Today, Rep. Peter King (R-NY) will continue to hold Congressional hearings on the radicalization of Islam in America. I have not heard that he will call a professor of ninth century Spanish history, but he should. The story of the Moorish occupation of Spain may will shed light on many facets of the current situation, though the limits of the parallel are obvious.
I don't pretend to be expertise in either the ninth century or Spain, but as Paul Burns tells it in Butler's Lives of the Saints, the Moors established a fairly moderate Muslim regime following the conquest of Spain. Christianity was tolerated, though Christians paid a surtax on their faith and were subject to restrictions. Two brothers were executed in 822 for insulting Islam, but no further religiously-driven executions followed until 850. During that time, some Christians paid their taxes to keep their faiths, but others converted or intermarried, resulting in their children being Muslim.
A priest named Eulogius began to foment more active resistance to Muslim domination of Spain. Two daughters of a mixed marriage were executed for apostasy; having some Muslim ancestry, they were considered by the court to be automatically Muslim. If they proclaimed themselves Christian, that was prima facie evidence of apostasy. A priest named Prefectus and a monk named Isaac were executed for defaming the Prophet Mohammad.
A new Moorish king, eager to lay down the smack, came to power in Spain. Lots of executions followed. Many Christians rushed to embrace martyrdom -- a longstanding phenomenon in minority faiths. Eulogius was persuaded to try to put the Christian resistance back in its bottle, but then he was busted for harboring an apostate.
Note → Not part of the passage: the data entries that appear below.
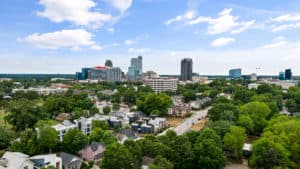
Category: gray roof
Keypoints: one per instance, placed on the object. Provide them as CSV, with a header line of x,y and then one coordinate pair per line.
x,y
69,158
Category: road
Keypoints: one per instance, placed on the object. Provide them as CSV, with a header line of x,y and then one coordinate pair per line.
x,y
188,122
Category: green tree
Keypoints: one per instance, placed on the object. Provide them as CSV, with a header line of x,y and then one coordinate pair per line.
x,y
209,155
258,112
136,151
158,102
117,156
268,154
47,139
6,136
116,106
161,163
216,112
27,143
234,141
24,114
221,127
74,140
100,124
100,135
245,121
106,110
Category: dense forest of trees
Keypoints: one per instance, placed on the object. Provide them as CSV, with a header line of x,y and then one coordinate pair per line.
x,y
247,114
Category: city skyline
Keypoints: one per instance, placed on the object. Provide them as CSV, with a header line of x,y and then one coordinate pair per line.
x,y
48,38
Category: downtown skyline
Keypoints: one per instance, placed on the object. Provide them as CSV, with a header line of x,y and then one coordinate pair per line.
x,y
47,36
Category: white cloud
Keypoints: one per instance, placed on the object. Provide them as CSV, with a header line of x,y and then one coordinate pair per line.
x,y
274,45
222,42
121,5
111,30
138,50
61,39
287,18
129,42
278,28
78,12
244,26
96,47
186,16
225,22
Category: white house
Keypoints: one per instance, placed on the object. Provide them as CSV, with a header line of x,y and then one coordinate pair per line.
x,y
15,160
46,161
63,128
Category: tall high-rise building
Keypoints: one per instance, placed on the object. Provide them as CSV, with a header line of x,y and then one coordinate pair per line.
x,y
281,76
135,70
108,63
235,73
288,74
111,74
186,69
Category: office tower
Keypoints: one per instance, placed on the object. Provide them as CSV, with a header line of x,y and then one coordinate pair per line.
x,y
281,76
253,77
186,69
162,84
135,70
108,63
85,73
111,74
235,73
288,74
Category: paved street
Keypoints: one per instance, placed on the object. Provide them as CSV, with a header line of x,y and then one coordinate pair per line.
x,y
188,122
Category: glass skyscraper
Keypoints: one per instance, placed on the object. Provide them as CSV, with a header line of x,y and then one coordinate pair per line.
x,y
136,68
186,69
235,73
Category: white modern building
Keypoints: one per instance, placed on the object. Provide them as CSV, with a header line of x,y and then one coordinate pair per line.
x,y
85,124
42,90
63,128
46,160
15,160
162,84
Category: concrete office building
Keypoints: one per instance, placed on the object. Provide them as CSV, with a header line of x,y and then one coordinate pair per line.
x,y
235,73
108,63
111,74
162,84
186,69
135,70
288,74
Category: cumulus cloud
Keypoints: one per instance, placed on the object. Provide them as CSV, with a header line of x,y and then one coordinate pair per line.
x,y
73,39
225,22
121,5
78,12
138,50
285,22
222,42
186,16
287,18
129,42
275,44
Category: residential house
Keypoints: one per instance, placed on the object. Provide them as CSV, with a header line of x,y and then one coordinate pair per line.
x,y
46,161
200,103
179,111
94,151
126,134
15,160
70,161
63,128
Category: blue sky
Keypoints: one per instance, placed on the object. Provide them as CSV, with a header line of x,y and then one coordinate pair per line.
x,y
61,36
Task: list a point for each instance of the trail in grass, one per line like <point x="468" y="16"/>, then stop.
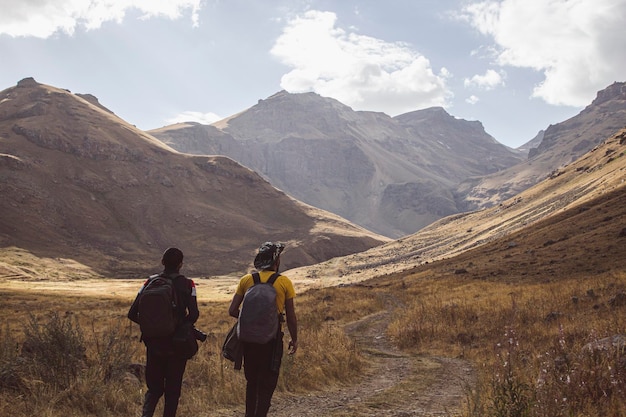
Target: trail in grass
<point x="396" y="384"/>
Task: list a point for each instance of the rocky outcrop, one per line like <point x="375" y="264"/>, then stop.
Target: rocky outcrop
<point x="389" y="175"/>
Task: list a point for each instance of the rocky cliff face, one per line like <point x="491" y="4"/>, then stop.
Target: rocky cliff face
<point x="561" y="144"/>
<point x="80" y="183"/>
<point x="390" y="175"/>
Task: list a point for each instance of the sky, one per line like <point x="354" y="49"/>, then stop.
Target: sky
<point x="517" y="66"/>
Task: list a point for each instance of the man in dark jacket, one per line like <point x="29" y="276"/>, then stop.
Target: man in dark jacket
<point x="165" y="368"/>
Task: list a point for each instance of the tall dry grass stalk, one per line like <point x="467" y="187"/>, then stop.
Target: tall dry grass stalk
<point x="541" y="348"/>
<point x="89" y="362"/>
Both he and the apostate, Lucretia, were executed.
The reversal of fortunes for Moors in Spain was not immediate, but it was brutal. Spain developed into one of the most infamously religiously intolerant regimes in Europe.
The implications for a religiously tolerant, pluralistic country in the twenty-first century? I'm not sure. One could look at the Moorish regime's sensitivity about insults to religion. One could look at the government's inability to suppress the desires of the people, whether the apostasy law or the unequal treatment of religions. One could look at the inherent characteristics of Christianity and Islam, questioning whether what was true in ninth century Spain is true in another time and place. I don't know nearly enough to draw conclusions, but I think Representative King might do well to consult someone about it for an hour or so.